I.1.3. Agents environnementaux

Sous la diversité de ses formes culturelles, le cadre physique de la demeure [maison] représente le premier lieu de socialisation. Il ne constitue pas uniquement un «régulateur des rapports sociaux» (Eleb-Vidal, 1989, p. 6) mais également un espace environnemental physique, propice à «l'ancrage spatial de l'identité», et à «la représentation symbolique de l'image du corps» (Castellan, 1980, p. 14 ).

Cet espace habité règle les rapports entre le couple parental, les enfants et les parents, les enfants eux - mêmes et entre la famille et le monde extérieur. Ainsi la maison est non seulement le lieu où s'opèrent les premiers apprentissages, mais aussi l'endroit où se manifestent les premières interactions sociales et environnementales. A partir de la maison s'effectue l'ouverture sur l'environnement physique immédiat et lointain. Le rapport aux objets, aux animaux et aux plantes, l'usage des éléments naturels et l'exploitation des ressources physiques locales contribuent à la socialisation de l'enfant. Dans ce cadre, les animaux représentent les meilleurs objets pouvant offrir à l'individu une image de lui-même : les enfants s'approprient les animaux rembourrés, en jouent les rôles et apprennent - à travers ce lien - à les maîtriser et à distinguer le «nous» des «autres». L'importance de l'animal dans les jeux d'identification est illustré par les équipes sportives et les associations de scoutisme qui utilisent des emblèmes d'animaux comme symboles de valeurs et d'identité. L'exploitation des ressources environnementales locales dans les jeux enfantins est significative à ce propos. Ainsi par exemple, étant des passionnés de glissade, les enfants du monde entier, la pratiquent en tirant profit des ressources naturelles locales : les enfants de l'Afrique de l'Est se servent des épluchures de bananes; ceux de Chaga en Tanzanie utilisent le fruit de l'arbre Kigelia; les enfants des Esquimaux usent de leurs fourrures pour glisser (Tuan, 1978, pp.21-22) et les enfants de certains villages libanais employaient jadis des cuvettes en cuivre dans lesquelles ils s'installaient et se laissaient glisser.

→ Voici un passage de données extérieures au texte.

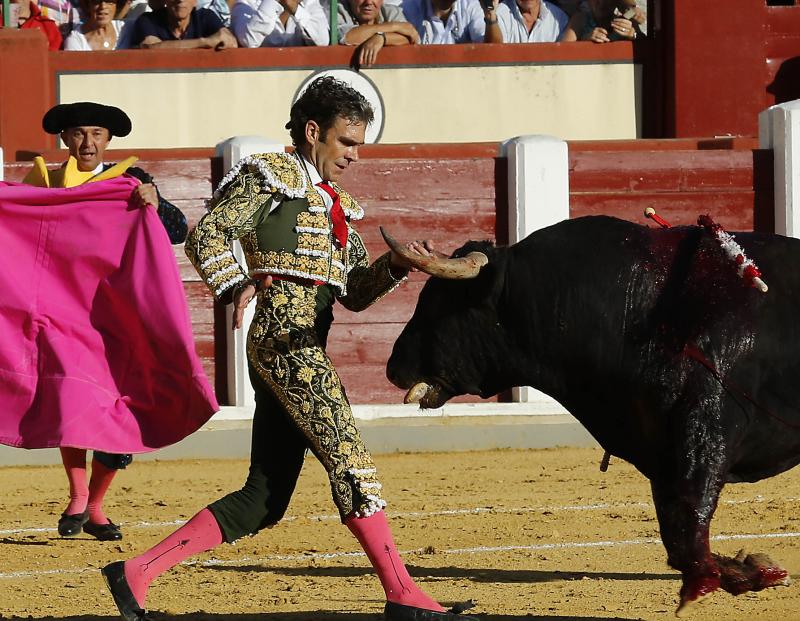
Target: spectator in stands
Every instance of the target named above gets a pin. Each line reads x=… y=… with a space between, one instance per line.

L'aménagement et le design constituent des dispositifs à travers lesquels s'effectue l'intériorisation des normes et des manières d'être. Aussi, la demeure est le lieu où chacun s'installe en occupant une place. La contribution de l'architecte et du décorateur est éminente à cet égard. C'est par son intervention dans la «distribution des pièces, leur position, leurs dimensions, leur dénomination, [que] l'architecte assigne à chacun sa place» (Eleb-Vidal, p. 6). Cette place n'est autre qu'un espace organisé et qui devrait être favorable au développement physique et moral de l'enfant, voire à sa socialisation. Linton (1999) identifie par la place occupée dans un système, le statut de l'individu par rapport au même système.